The Ferrari Team had a competitive car for the 1979 Formula One Championship. The 312 T4 was an aerodynamic evolution based on its predecessor, the 312 T3. New for Ferrari, for a first time their car included also ground effects. The engineers not only calculated how the air passes over the car, but furthermore how it does it under the vehicle. The Scuderia’s two drivers Jody Scheckter and Gilles Villeneuve not dominated the field, had been competitive since the first race, the Argentinian Grand Prix.
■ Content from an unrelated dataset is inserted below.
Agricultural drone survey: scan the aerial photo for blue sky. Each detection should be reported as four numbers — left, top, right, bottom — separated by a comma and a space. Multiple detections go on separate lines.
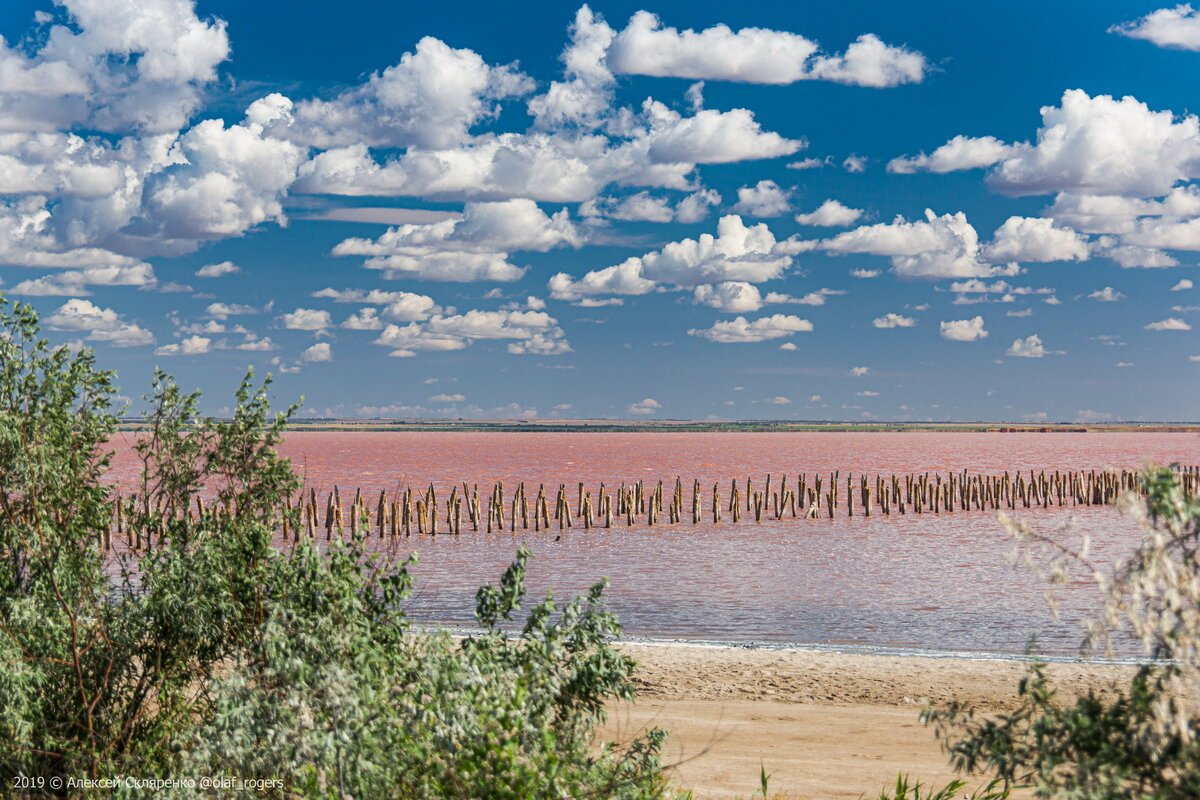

In general the car was doing good over the season, but nevertheless the engineers created a special version for the Monaco Grand Prix. In opposite to other tracks, this was a curvy way through the city, meaning engine and maximum speed not played such a big role, but the driver skills and the handling of the race car. As consequence, the team changed the position of the rear-wing from behind of the car to over the car, shortly before the rear tires. This gave the drivers an additional advantage for the difficult race and Scheckter could achieve on of his three season victories. Enough for him to became World Champion and together with Villeneuve’s results, the Ferrari team won also the Constructor’s Championship. As a thank-you, Scheckter received one T4 after the successful season.

1979: Ferrari 312 T4 (short-tail)
1979: Ferrari 312 T4 (short-tail)

Based on a first Compliance Risk Assessment, a company or organization has to understand in what kind of competition they are participating. If they are active in risky markets, their choice should be a robust 4×4 rally car, if their markets are more transparent, it could be a fast Formula One. The basic idea is that the company’s values are our engine and controls our aerodynamics. Normal F1-tracks are fast and include big safety zones left and right the street. For companies this means that laws are transparent and get adequately executed. Monaco with its many curves and buildings directly beside the streets represents a non-transparent region. Laws are bureaucratic and impunity widely spread. Values alone are not enough, as employees could not know or understand the legal requirements and each driving error mean to end up in a wall; race over! On such a track the engine has less importance in relation to the aerodynamics. To install a big rear wing (controls) over the engine (values) gives as an advantage.

On a second level, we learn that a global ethics & compliance system has to be flexible to be adapted for special markets. If a region is less transparent than the global market, additional controls should be easily to add. This way Compliance leads to Sustainability:

Values (fix) + Strategy (fix) + Compliance (flexible) = Sustainability

With this mind-set we, the same as Scheckter in ’79, can hear the Prince of Monaco’s famous annual greeting: ”I am happy that it is you, who you won the race!”